Tell us about yourself.
My name is Mike Burnette, and I am the director of communications for Housing Opportunities Made Equal of Virginia (HOME). Fifteen years ago this month, I came to HOME from the advertising and printing worlds. I gained my nonprofit and housing experience while volunteering for eight years on the board and PR committee of Richmond Metropolitan Habitat for Humanity. When I saw the posting for this new position at HOME, I knew it was the perfect combination of my housing passion and my job experience. Fifteen years later, I am still very committed to the work we do.
What is the focus of your work?
The focus of my work is to communicate HOME’s mission of ensuring equal access to housing to all people. We do this in many ways. We help first-time home seekers in central Virginia buy their first home with down payment assistance; we counsel families across the state to help them avoid foreclosure; we work with Richmond metro landlords to help voucher holders move to neighborhoods of higher opportunity and lower poverty; and we address both glaring and systemic cases of housing discrimination across the state with investigations, research, and policy work at both the local and statewide levels. My job is to communicate all of what we do to varying audiences using the media, social media, email, web, and direct community interaction to educate and inform on many housing issues.
What do you find most rewarding about your work?
The most rewarding part of what I do is knowing that I have had a hand in changing lives. It sounds cliché, but where you live impacts nearly every facet of your life including where you work, where you shop for groceries, and where your children go to school. Simply being closer to your job, or having your children enrolled in a good school can make all the difference in your quality of life. My reward is simply knowing that we have created better lives by creating equal opportunities.
What are some major challenges you have faced and how you handled them?
You cannot change mindsets of discrimination instantly and often times progress is very slow. It takes time and it takes money to change old laws, create new laws, uncover endless instances of housing discrimination, and use the courts and administrative complaint processes to make change.
What’s one misconception the public has about HOME?
A lot of people think of us as a governmental organization. We are a nonprofit and, therefore, we do not have enforcement power when it comes to violators of fair housing law. We use the state and federal complaint processes and other times we use the courts to enforce the law. In addition, we are just like any other nonprofit, who rely heavily on fundraising for support.
Do you have any interesting initiatives or programs on the horizon?

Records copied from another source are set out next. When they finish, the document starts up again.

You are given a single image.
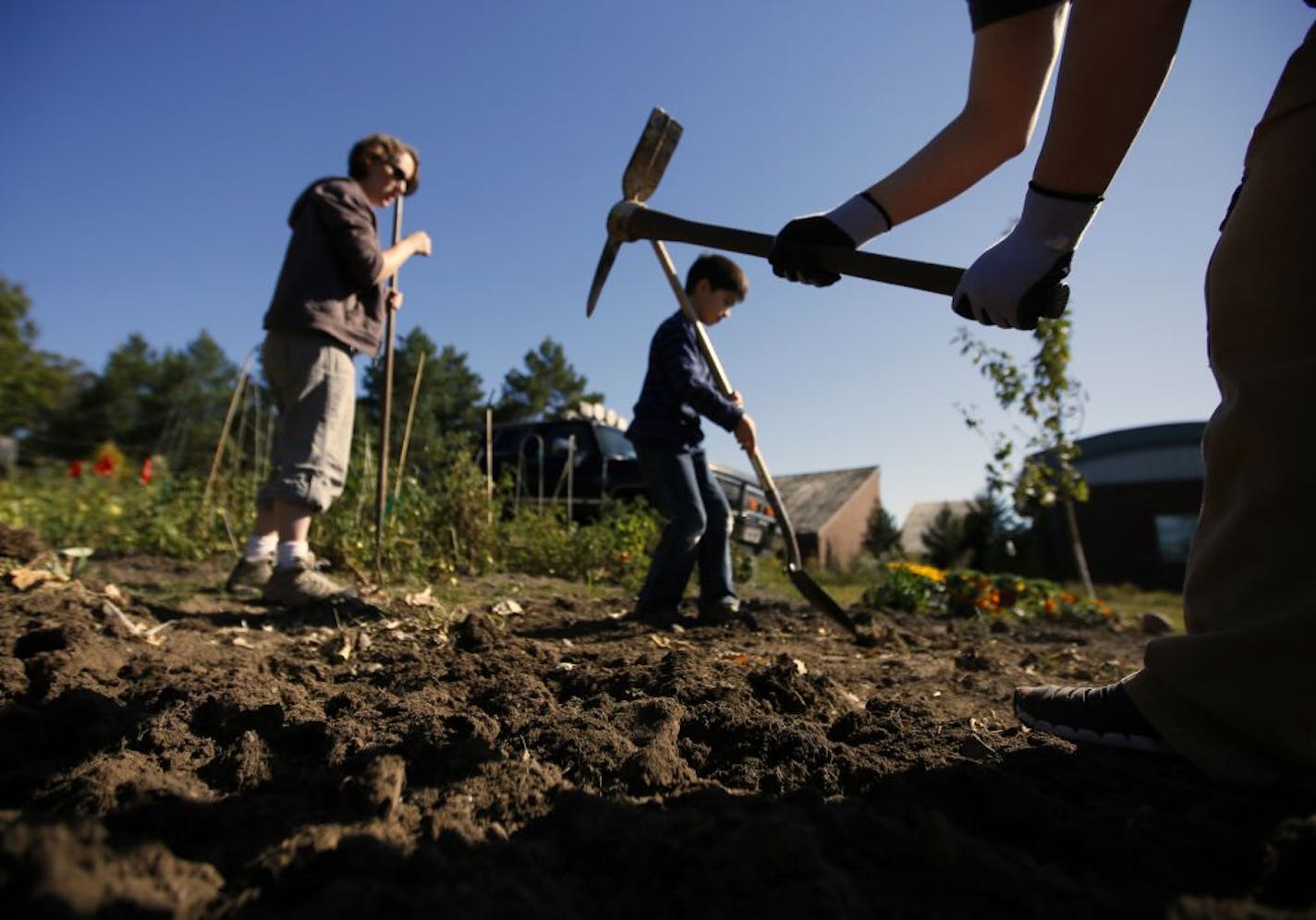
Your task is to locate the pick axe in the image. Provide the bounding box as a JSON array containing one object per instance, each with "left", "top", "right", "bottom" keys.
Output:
[
  {"left": 375, "top": 195, "right": 403, "bottom": 580},
  {"left": 584, "top": 108, "right": 965, "bottom": 316}
]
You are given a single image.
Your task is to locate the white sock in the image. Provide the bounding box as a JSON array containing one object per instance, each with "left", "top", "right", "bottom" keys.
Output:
[
  {"left": 826, "top": 195, "right": 891, "bottom": 246},
  {"left": 276, "top": 539, "right": 311, "bottom": 569},
  {"left": 242, "top": 533, "right": 279, "bottom": 562}
]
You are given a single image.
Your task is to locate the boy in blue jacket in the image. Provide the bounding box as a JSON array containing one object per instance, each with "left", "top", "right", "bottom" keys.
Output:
[{"left": 627, "top": 254, "right": 755, "bottom": 623}]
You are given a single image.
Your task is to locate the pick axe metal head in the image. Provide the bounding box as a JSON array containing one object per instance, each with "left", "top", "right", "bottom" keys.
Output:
[{"left": 584, "top": 108, "right": 682, "bottom": 316}]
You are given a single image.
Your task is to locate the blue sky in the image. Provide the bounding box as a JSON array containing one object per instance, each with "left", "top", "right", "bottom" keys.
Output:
[{"left": 0, "top": 0, "right": 1312, "bottom": 518}]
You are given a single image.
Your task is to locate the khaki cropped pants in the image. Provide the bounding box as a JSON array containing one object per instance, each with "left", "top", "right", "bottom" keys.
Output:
[{"left": 1126, "top": 28, "right": 1316, "bottom": 786}]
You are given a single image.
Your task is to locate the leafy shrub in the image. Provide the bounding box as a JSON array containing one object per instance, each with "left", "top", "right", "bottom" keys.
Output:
[{"left": 862, "top": 562, "right": 1115, "bottom": 623}]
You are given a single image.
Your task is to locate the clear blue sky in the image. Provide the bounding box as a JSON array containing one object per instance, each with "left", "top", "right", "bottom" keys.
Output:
[{"left": 0, "top": 0, "right": 1312, "bottom": 518}]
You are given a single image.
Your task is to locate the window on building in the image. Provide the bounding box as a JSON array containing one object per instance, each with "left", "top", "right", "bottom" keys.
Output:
[{"left": 1155, "top": 514, "right": 1198, "bottom": 562}]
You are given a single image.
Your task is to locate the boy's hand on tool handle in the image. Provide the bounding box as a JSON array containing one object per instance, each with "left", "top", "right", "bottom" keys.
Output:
[
  {"left": 404, "top": 230, "right": 433, "bottom": 255},
  {"left": 736, "top": 416, "right": 758, "bottom": 453}
]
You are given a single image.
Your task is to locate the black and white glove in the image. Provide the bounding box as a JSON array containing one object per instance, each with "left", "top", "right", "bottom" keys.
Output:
[
  {"left": 950, "top": 183, "right": 1102, "bottom": 329},
  {"left": 767, "top": 195, "right": 891, "bottom": 287}
]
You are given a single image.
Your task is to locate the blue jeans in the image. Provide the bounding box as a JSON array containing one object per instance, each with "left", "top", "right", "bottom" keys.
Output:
[{"left": 636, "top": 446, "right": 737, "bottom": 607}]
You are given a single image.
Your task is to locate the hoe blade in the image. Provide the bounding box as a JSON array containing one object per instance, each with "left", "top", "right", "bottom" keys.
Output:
[{"left": 621, "top": 108, "right": 683, "bottom": 201}]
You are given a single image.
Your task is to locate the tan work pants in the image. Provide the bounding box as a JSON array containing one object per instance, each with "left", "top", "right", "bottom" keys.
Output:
[{"left": 1127, "top": 28, "right": 1316, "bottom": 786}]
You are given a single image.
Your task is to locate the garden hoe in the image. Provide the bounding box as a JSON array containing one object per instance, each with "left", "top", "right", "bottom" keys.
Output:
[
  {"left": 584, "top": 108, "right": 965, "bottom": 316},
  {"left": 652, "top": 239, "right": 871, "bottom": 641},
  {"left": 375, "top": 195, "right": 403, "bottom": 582}
]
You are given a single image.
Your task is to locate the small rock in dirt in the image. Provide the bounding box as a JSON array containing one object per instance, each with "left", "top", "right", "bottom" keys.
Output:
[
  {"left": 454, "top": 613, "right": 502, "bottom": 651},
  {"left": 1139, "top": 611, "right": 1174, "bottom": 636},
  {"left": 959, "top": 734, "right": 1000, "bottom": 763},
  {"left": 0, "top": 524, "right": 46, "bottom": 562},
  {"left": 490, "top": 599, "right": 525, "bottom": 616}
]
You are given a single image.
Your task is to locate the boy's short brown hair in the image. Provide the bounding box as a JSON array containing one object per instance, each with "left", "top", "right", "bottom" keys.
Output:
[
  {"left": 686, "top": 253, "right": 749, "bottom": 300},
  {"left": 347, "top": 134, "right": 420, "bottom": 195}
]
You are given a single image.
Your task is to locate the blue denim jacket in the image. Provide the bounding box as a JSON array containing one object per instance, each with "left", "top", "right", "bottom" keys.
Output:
[{"left": 627, "top": 310, "right": 745, "bottom": 450}]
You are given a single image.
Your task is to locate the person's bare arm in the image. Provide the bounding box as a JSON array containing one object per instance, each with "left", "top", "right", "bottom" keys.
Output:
[
  {"left": 375, "top": 230, "right": 431, "bottom": 284},
  {"left": 1033, "top": 0, "right": 1188, "bottom": 195},
  {"left": 952, "top": 0, "right": 1188, "bottom": 329},
  {"left": 869, "top": 3, "right": 1067, "bottom": 225}
]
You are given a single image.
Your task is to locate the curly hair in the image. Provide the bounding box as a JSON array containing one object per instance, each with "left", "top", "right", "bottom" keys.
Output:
[{"left": 347, "top": 134, "right": 420, "bottom": 195}]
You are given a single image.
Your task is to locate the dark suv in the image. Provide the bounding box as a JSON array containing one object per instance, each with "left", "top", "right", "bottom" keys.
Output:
[{"left": 478, "top": 420, "right": 776, "bottom": 552}]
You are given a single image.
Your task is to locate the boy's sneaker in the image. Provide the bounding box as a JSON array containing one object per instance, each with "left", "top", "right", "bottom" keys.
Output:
[
  {"left": 224, "top": 558, "right": 274, "bottom": 600},
  {"left": 262, "top": 557, "right": 357, "bottom": 607},
  {"left": 1015, "top": 684, "right": 1173, "bottom": 753}
]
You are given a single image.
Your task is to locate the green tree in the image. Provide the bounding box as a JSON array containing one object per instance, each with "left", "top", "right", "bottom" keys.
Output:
[
  {"left": 922, "top": 507, "right": 969, "bottom": 569},
  {"left": 0, "top": 276, "right": 79, "bottom": 434},
  {"left": 360, "top": 326, "right": 483, "bottom": 467},
  {"left": 494, "top": 338, "right": 603, "bottom": 421},
  {"left": 863, "top": 502, "right": 900, "bottom": 558},
  {"left": 50, "top": 332, "right": 246, "bottom": 470},
  {"left": 953, "top": 316, "right": 1095, "bottom": 598}
]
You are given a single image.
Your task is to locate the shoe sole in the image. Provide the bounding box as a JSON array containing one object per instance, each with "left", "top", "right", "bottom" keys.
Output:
[{"left": 1015, "top": 706, "right": 1174, "bottom": 754}]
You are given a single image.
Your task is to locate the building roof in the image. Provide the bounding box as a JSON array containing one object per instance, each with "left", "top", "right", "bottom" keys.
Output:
[
  {"left": 1074, "top": 421, "right": 1207, "bottom": 486},
  {"left": 900, "top": 499, "right": 974, "bottom": 555},
  {"left": 776, "top": 466, "right": 881, "bottom": 535}
]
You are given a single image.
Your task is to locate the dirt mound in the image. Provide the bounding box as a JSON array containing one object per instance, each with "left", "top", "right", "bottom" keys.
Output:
[{"left": 0, "top": 560, "right": 1316, "bottom": 920}]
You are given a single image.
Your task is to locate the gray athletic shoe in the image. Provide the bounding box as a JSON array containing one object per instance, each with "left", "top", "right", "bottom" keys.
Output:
[
  {"left": 263, "top": 558, "right": 357, "bottom": 607},
  {"left": 224, "top": 558, "right": 274, "bottom": 600}
]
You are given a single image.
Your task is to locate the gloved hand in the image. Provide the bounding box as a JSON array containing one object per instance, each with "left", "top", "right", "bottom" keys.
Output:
[
  {"left": 952, "top": 183, "right": 1102, "bottom": 329},
  {"left": 767, "top": 214, "right": 854, "bottom": 287},
  {"left": 767, "top": 195, "right": 891, "bottom": 287}
]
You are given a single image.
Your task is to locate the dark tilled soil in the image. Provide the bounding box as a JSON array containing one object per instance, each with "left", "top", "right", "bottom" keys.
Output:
[{"left": 0, "top": 558, "right": 1316, "bottom": 920}]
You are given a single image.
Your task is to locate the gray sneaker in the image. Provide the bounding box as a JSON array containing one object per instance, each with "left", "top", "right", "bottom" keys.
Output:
[
  {"left": 224, "top": 558, "right": 274, "bottom": 600},
  {"left": 262, "top": 560, "right": 357, "bottom": 607}
]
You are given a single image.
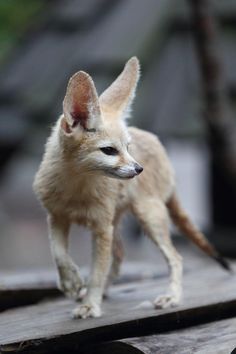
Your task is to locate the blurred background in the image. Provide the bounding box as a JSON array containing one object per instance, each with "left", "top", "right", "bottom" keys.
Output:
[{"left": 0, "top": 0, "right": 236, "bottom": 270}]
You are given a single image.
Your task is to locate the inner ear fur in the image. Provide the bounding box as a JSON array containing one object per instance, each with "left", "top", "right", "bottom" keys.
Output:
[
  {"left": 99, "top": 57, "right": 140, "bottom": 114},
  {"left": 62, "top": 71, "right": 101, "bottom": 133}
]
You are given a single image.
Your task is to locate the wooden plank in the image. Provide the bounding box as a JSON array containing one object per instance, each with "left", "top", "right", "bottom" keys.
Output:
[
  {"left": 0, "top": 265, "right": 236, "bottom": 353},
  {"left": 0, "top": 271, "right": 61, "bottom": 311},
  {"left": 118, "top": 318, "right": 236, "bottom": 354},
  {"left": 0, "top": 263, "right": 161, "bottom": 311}
]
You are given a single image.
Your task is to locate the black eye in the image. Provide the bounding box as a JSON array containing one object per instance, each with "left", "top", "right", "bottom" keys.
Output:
[{"left": 100, "top": 146, "right": 119, "bottom": 156}]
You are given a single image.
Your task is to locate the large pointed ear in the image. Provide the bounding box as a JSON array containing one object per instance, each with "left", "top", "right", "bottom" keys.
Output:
[
  {"left": 62, "top": 71, "right": 101, "bottom": 133},
  {"left": 99, "top": 57, "right": 140, "bottom": 117}
]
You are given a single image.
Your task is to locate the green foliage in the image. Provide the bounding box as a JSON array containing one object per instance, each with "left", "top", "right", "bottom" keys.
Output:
[{"left": 0, "top": 0, "right": 44, "bottom": 62}]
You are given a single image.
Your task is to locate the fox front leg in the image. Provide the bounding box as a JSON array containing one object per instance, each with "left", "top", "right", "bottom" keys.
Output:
[
  {"left": 73, "top": 226, "right": 113, "bottom": 318},
  {"left": 48, "top": 215, "right": 83, "bottom": 300}
]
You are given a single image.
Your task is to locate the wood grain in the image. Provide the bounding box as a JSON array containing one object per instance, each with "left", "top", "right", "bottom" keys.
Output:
[{"left": 0, "top": 264, "right": 236, "bottom": 353}]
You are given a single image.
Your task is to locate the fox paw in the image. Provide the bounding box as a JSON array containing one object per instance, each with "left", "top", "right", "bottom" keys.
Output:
[
  {"left": 72, "top": 303, "right": 102, "bottom": 318},
  {"left": 58, "top": 266, "right": 86, "bottom": 300},
  {"left": 154, "top": 294, "right": 180, "bottom": 309}
]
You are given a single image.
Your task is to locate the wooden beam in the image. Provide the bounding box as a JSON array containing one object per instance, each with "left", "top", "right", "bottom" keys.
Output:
[{"left": 0, "top": 264, "right": 236, "bottom": 353}]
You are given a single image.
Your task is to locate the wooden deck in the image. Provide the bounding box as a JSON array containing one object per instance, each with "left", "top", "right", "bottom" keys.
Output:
[{"left": 0, "top": 245, "right": 236, "bottom": 354}]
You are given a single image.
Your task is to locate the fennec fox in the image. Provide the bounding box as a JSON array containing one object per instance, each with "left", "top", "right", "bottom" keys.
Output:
[{"left": 34, "top": 57, "right": 230, "bottom": 318}]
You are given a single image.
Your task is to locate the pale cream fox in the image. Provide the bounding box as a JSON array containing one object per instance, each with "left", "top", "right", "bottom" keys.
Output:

We are consistently working hard at the state level to add sexual orientation and gender identity to the eight other protected classes in Virginia Fair Housing Law. We are also working to ensure those that have a non-violent criminal history past can secure housing just like any other person and not be blocked access to the basic human need of shelter.
Is HOME involved in any exciting collaborations or partnerships?
This April, HOME partners with the Black History Museum and Cultural Center of Virginia to debut its latest exhibit featuring HOME’s famous case 20 years ago that changed the way homeowner’s insurance is bought and sold in this country. It will be on display April through June.
How are you leveraging ConnectVA/The Community Foundation to achieve your mission?
ConnectVA is always a resource for understanding the beat of the nonprofit community. Understanding other nonprofits and their needs and their missions help make HOME a better organization, a better referral source, and a better partner. In addition, ConnectVA has always been a consistent go-to source for our employment needs. Our ongoing partnership with The Community Foundation has helped create so many different avenues for success. In the foreclosure crisis, The Community Foundation was there side-by-side with us for many years to fund a very critical time in our nation’s housing struggle. As the recovery has turned, our partnership is now back to creating new homeowners especially in the Hispanic community and those with Limited-English proficiency. We also have relied on The Community Foundation to keep our employees well-trained and our organization running with a strong strategic direction.
Anything else you would like to share?
In the nonprofit communications world, I feel your heart should be there to help others shine. Whether it is our policy and research staff, our counselors, or our CEO, my job is to showcase them and their work in the community and not to be the face for these talented professionals.